I haven't tried sharpening the sword yet, but I have a really worn out 800 grit belt. What is the purpose of putting the compound on there? Does the compound help it cut? I tried using the belt with compound to sharpen some other knives, though, and it seemed to work much more effectively.
 
You need not have a sword be razor sharp in order to cut - just sharp enough to cut cleanly through paper is good enough, any more and you might get an edge which is too thin to withstand impact. I own an EBS by Atrim, English Bastard Sword, and it is remarkably similar to the EKS except my grip is of the stepped design. The edge on that is just sharp enough to cut through paper..

attachment.php
 
It's so easy to get a razor sharp durable edge using convex geometry, why not have it all? :)
 
I'd just tape a bunch of razor blades to the edge. :rolleyes:

Nice sword though. Will they sell me one if I'm not an English bastard? :)

I thought the Atrim swords came pre sharpened unless you specify not to sharpen em'. :confused:
 
I would either look at www.allsaintsblades.com (this is where Angus sells most of his swords now) or ask him directly at swordforum.com (no www.)

A swords cutting ability depends more on the user than the sword. So a rusted dull sword that used to be sharp could cut just as well as a freshly sharpened sword.

And please dont sharpen it to razor sharp. Razors should be razor sharp. Swords should be sword sharp.
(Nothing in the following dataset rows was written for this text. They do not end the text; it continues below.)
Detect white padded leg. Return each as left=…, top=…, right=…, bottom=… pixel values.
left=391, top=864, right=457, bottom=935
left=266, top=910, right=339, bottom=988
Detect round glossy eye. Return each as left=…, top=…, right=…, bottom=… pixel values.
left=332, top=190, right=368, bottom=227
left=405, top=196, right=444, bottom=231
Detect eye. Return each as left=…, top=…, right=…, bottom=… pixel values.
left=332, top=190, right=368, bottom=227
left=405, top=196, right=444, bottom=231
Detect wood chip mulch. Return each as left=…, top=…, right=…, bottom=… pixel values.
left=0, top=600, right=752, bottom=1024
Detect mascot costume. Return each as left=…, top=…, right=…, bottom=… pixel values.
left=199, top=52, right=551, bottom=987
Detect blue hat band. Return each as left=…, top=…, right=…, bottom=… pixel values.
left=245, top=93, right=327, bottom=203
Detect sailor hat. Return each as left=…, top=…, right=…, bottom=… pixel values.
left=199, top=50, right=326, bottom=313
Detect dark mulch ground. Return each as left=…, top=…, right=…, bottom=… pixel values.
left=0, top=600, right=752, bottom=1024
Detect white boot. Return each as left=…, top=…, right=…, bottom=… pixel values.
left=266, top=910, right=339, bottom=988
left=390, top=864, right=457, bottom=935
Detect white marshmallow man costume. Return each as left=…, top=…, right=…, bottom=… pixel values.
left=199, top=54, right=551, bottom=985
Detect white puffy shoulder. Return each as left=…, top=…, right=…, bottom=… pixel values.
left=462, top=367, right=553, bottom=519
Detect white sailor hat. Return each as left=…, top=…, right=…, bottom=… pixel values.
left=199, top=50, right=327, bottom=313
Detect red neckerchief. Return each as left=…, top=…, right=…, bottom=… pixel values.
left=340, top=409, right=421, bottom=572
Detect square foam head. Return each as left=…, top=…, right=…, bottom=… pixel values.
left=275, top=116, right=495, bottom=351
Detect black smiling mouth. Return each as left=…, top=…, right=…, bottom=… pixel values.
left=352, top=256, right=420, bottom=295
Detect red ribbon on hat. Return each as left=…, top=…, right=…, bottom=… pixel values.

There is actually a defenition of "sword sharp".

Check out these threads:

http://forums.swordforum.com/showthread.php?s=&threadid=27841&highlight=sword+AND+sharp

http://forums.swordforum.com/showthread.php?s=&threadid=36365&highlight=sword+AND+sharp
 
BruiseLeee said:
I'd just tape a bunch of razor blades to the edge. :rolleyes:

Nice sword though. Will they sell me one if I'm not an English bastard? :)

I thought the Atrim swords came pre sharpened unless you specify not to sharpen em'. :confused:

You thinking about a Wilkinson?
 
Respectfully...I disagree. While historically correct grinding techniques (flat ground) may indeed require a dull (less than what I use) edge, I see no reason that a properly done convex edge would not hold up at least as well under any circumstances. A proper convex edge is *neither* a thin nor delicate edge. It has more supporting material than any other sharpening method and has the added advantage of being easily maintained in the field.

I agree to disagree...politely.
 
Since you didn't quote anyone I will respond assuming you are refering to my post Nasty with regards to disagreeing.

I believe that historically convex, concave, and flat edges were all used. So no one grind was right or wrong.

The reasoning behind not puting a razor edge on a sword isn't just because they dont need to be, it is also for safety. It is too easy for the one person in the room who respects a sword to step out for just a moment and a guest who saw a discovery channel special to take a sword off of its stand or display case and hurt himself with it.

I am not saying that a convex grind is thin or delicate (just the opposite), but a razor sharp edge (on any grind) will take damage easier than a sword sharp edge.

My advice on sharpening would be to keep whatever shape the bevels already have and to just touch them up.
 
yoippari said:
This link is exceptional reading and the link to NetSwords in one of the posts is very interesting as well.:D I have heard this for years, not sharpening swords to razor sharpness, and generally concur although methinks sometimes a razor sharp sword properly sharpened could be a real asset in certain applications. On the khukuri side the Kobra could/would fall into this area but would have limited use instead of general use.